Currently, (point D) the SPX is extremely strong, trading well above the blue signal line with positive money flow although the MACD is negative.
Keep in mind, the S&P 500 does not represent all U.S. indexes or the entire U.S. stock market. Next, no system is 100% and nobody knows exactly when a market will top or bottom. If a so-called market guru says their system is 100%, run. Smart investors learn and use a system that give better signals than listening to their gut for trading/investing decisions.
In this series, I answered your question and introduced you to the different tools available to signal market tops and a system to implement them.
The bigger question, what are you planning to do with it?
So here are the action Points:
First, are you currently tracking your holdings using these tools to monitor their action?
Second, if not, simply insert their symbols and see if this system gave previous buy and sell signals.

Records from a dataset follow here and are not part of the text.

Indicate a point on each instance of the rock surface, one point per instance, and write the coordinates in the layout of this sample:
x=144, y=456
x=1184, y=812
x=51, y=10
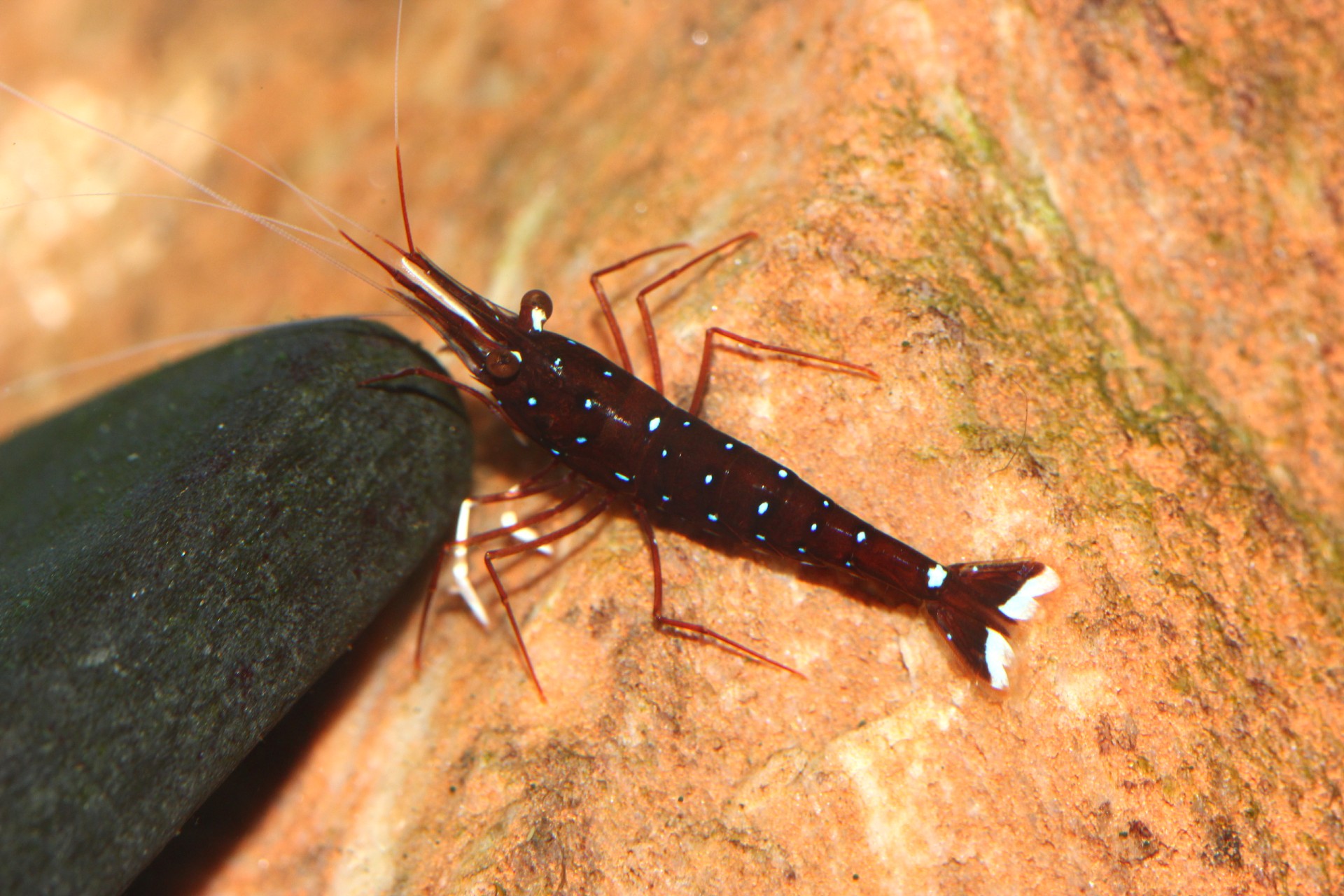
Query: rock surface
x=179, y=561
x=1094, y=250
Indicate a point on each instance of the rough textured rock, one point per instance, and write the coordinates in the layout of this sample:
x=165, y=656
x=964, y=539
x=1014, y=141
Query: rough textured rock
x=179, y=561
x=1094, y=251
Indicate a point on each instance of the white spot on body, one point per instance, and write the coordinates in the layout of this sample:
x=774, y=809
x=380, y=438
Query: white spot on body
x=1022, y=606
x=997, y=659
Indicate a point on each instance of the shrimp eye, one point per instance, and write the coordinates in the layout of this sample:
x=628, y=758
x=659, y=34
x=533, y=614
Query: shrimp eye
x=537, y=308
x=502, y=365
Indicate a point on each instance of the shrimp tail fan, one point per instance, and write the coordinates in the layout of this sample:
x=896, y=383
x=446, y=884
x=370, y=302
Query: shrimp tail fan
x=979, y=603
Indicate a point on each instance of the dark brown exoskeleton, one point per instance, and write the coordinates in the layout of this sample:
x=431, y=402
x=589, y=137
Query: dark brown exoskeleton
x=624, y=440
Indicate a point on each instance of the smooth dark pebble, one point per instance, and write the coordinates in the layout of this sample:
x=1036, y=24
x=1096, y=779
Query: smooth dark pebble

Third, if this indicator settings/system do not work with your securities then learn which indicators do.
Four, if you are not tracking your securities then why?
If you want to learn more about the many tools and systems to better manage your holdings, email me about my upcoming online training starting in 2020.
Remember, technical analysis/charting is not 100%. Why do I use it? It shows what Wall Street institutions are doing instead of what their highly paid public relations firms say they are doing — think about it.
Profitable traders/investors make money with what they own and when they own it. Which group are you in?
What’s next? Learning securities that go up when the market goes down. Send me your candidates and I will analyze to see if they qualify. This includes Bond Mutual Funds sold as a safer havens for when their equities head south. For many, this will be their first opportunity to make money when previously their portfolios tumbled.
Plan your work, work your plan, and share your harvest!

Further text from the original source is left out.